Experten glauben nicht an schnelle Erholung

Jens-Oliver Niklasch, Volkswirt bei der LBBW ist überrascht von der Entwicklung. "Die Mehrzahl der Frühindikatoren fällt weiter, das Geschäftsklima ist keine Ausnahme. Die schlechte Nachricht heute ist, dass der Rückgang auf das Konto der Lage geht. Das lässt vermuten, dass das dritte Quartal ebenso schwierig wird wie das erste Halbjahr gewesen ist", so Niklasch. "Wir sind in einer Rezession und kommen da so schnell nicht raus."

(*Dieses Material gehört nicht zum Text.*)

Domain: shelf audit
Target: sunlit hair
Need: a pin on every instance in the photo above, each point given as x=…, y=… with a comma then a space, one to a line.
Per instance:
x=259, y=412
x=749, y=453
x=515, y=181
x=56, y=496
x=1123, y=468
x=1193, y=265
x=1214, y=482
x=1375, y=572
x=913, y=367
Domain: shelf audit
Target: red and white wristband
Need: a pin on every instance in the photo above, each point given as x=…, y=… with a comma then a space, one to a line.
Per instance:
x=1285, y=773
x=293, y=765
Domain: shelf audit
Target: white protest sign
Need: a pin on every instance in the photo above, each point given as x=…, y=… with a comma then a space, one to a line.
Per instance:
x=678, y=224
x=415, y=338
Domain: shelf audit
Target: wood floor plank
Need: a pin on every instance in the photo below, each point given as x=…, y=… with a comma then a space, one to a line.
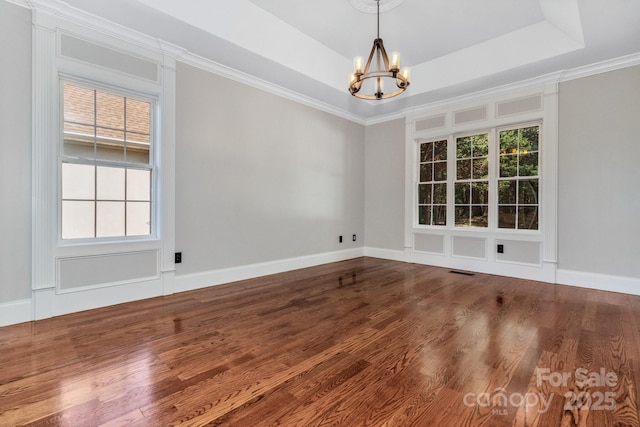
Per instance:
x=353, y=343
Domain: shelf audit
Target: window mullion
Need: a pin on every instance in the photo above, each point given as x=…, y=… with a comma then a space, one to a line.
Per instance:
x=494, y=171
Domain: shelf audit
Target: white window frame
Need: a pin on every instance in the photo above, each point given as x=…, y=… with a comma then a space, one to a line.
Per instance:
x=134, y=64
x=152, y=165
x=445, y=246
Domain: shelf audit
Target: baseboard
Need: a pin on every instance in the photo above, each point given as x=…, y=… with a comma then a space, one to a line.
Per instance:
x=15, y=312
x=390, y=254
x=603, y=282
x=204, y=279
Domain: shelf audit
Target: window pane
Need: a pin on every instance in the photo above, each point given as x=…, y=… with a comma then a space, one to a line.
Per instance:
x=110, y=145
x=78, y=181
x=78, y=105
x=530, y=138
x=480, y=145
x=138, y=218
x=109, y=219
x=138, y=184
x=78, y=220
x=463, y=148
x=440, y=194
x=509, y=141
x=439, y=215
x=528, y=164
x=424, y=194
x=138, y=120
x=440, y=150
x=528, y=192
x=507, y=192
x=110, y=183
x=426, y=152
x=528, y=218
x=479, y=216
x=426, y=172
x=440, y=171
x=424, y=215
x=137, y=153
x=480, y=168
x=109, y=111
x=79, y=147
x=463, y=169
x=462, y=216
x=509, y=165
x=480, y=193
x=507, y=217
x=463, y=193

"Dass der Ifo-Geschäftsklimaindex weiter nachgibt, die Börsenkurse aber wieder nach oben gehen, zeigt einmal mehr, dass Realwirtschaft und Finanzmärkte zwar eng miteinander verwoben, aber eben nicht immer Spiegelbild voneinander sind", bemerkt Jörg Zeuner, Chefvolkswirt von Union Investment. Während die Kapitalmärkte das Ende des Zinserhöhungszyklus antizipieren und mit großer Hoffnung auf das Thema Künstliche Intelligenz schauen würden, schlage sich bei der Realwirtschaft nun der volle Bremseffekt der strafferen Geldpolitik nieder, meint Zeuner. "Deshalb rechnen wir in diesem Jahr weiterhin mit wenig Dynamik bei der Konjunktur."

Keine Angst vor Rezession?

"Deutschland zieht Eurozone nach unten"

"Die deutsche Wirtschaft bewegt sich zurzeit im konjunkturellen Niemandsland zwischen schwacher Rezession und kraftloser Erholung", kommentiert Fritzi Köhler-Geib, Chefvolkswirtin der KfW. Enttäuscht habe bislang vor allem die Industrie, denn trotz schwindender Lieferkettenprobleme trete die Produktion weiter auf der Stelle. "Positive Impulse könnten dagegen vom Konsum kommen, der von steigenden Löhnen und nachlassendem Inflationsdruck profitiert", glaubt Köhler-Geib. "Alles in allem sind vorerst aber bestenfalls kleine Schritte in Richtung Konjunkturerholung drin."

"Deutschland zieht die Eurozone nach unten. In kaum einem anderen Land ist die Konjunktur derzeit so stark unter Druck wie hierzulande", sagt Andreas Scheuerle, Volkswirt der Dekabank. Es gebe strukturelle Schwachstellen der deutschen Volkswirtschaft und die Folgen der hohen Inflation würden noch belasten. "Diese sucht eine Volkswirtschaft wie eine böse Krankheit heim: Erst spürt man – wie im Winterhalbjahr - das Gift des Kaufkraftentzugs. Die anschließende Heilung gleicht einer Rosskur, denn die restriktive Geldpolitik führt zu einer Belastung der Investitionstätigkeit. Und weil das Gegengift auch in zahlreichen anderen Ländern verabreicht wurde, kommt auch die Auslandsnachfrage unter Druck."